Compilation album by The Chieftains
- Released: January 14, 1992
- Genre: Folk
- Length: 48:26
- Label: Columbia Records
- Producer: Lawrence Cohn (Digital Producer)

The Chieftains chronology
| An Irish Evening (1992) | The Best of the Chieftains (1992) | Music at Matt Molloy’s (1992) |

= The Best of the Chieftains =

The Best of the Chieftains is a 1992 compilation album consisting of songs from three of The Chieftains earlier solo albums, The Chieftains 7, The Chieftains 8 and The Chieftains 9: Boil the Breakfast Early.

Professional ratings
Review scores
| Source | Rating |
| AllMusic |  |

==Critical reception==

Bruce Eder of AllMusic concludes his review by saying, "The material, a good distillation of the best of those three albums, all sounds fine and represents the group's virtuoso sound from this period."

William Ramoutar writes in his review of the album for Irish Culture and Customs, "This is when The Chieftains were at their strongest and stayed that way for many years. This is the way I want to remember The Chieftains."

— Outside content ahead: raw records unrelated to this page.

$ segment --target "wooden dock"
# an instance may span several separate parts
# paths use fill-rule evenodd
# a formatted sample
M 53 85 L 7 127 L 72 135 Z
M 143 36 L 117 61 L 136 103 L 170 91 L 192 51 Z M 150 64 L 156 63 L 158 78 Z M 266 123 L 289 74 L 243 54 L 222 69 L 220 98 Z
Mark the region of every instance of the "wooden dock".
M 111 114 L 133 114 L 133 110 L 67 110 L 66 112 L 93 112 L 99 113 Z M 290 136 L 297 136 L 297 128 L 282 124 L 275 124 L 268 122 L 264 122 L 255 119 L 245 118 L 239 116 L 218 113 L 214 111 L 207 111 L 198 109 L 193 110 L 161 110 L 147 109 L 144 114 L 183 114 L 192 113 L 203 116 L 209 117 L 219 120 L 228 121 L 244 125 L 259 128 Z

Scott Hudson of Pop Matters says, "For the uninitiated, The Best of the Chieftains is great place to start, but by all means don't stop there."

==Track listing==

| No. | Title | Writer(s) | Length |
|---|---|---|---|
| 1. | "Up Against the Buachalawns" | Matt Molloy | 4:00 |
| 2. | "Boil the Breakfast Early" | Paddy Moloney | 3:52 |
| 3. | "Friel's Kitchen" | Traditional | 4:40 |
| 4. | "No. 6 The Coombe" | Traditional | 3:49 |
| 5. | "O'Sullivan's March" | Traditional | 3:58 |
| 6. | "Sea Image" | Paddy Moloney | 6:07 |
| 7. | "An Speic Seoigheach" | Paddy Moloney | 3:34 |
| 8. | "The Dogs Among The Bushes" | Traditional | 2:04 |
| 9. | "The Job of Journeywork" | Martin Fay | 4:14 |
| 10. | "Oh! The Breeches Full Of Stitches" | Traditional | 4:20 |
| 11. | "Chase Around the Windmill/Toss the Feathers/Ballinasloe Fair/Caílleach an Airgid/Cúil Aodha Slide/The Pretty Girl" | Paddy Moloney(1-3,5); Kevin Conneff (1,4); Martin Fay (1,6); | 4:59 |
| 12. | "The Wind that Shakes the Barley/The Reel with the Beryle" | Traditional | 2:49 |
| Total length: |  |  | 48:26 |

==Musicians==

- Paddy Moloney – Uilleann pipes, tin whistle
- Seán Keane – Fiddle
- Mike Tubridy – Flute, tin whistle, concertina
- Kevin Cunniffe – Bodhran (goatskin drum), vocals, lilting
- Matt Malloy – Flute
- Martin Fay – Fiddle
- Derek Bell – Harp, timpan, oboe
- Seán Potts – Tin whistle

==Production==

- Lawrence Cohn – Digital Producer
- David Mitson – Digital Remastering
- Penny Armstrong – Product Mamager
- Gina Companaro – Packaging Coordinator
- Joel Zimmerman – Art Director
- Cover photo courtesy of Shanachie Records

Track information and credits verified from the album's liner notes as well as Discogs, 45 Worlds and AllMusic.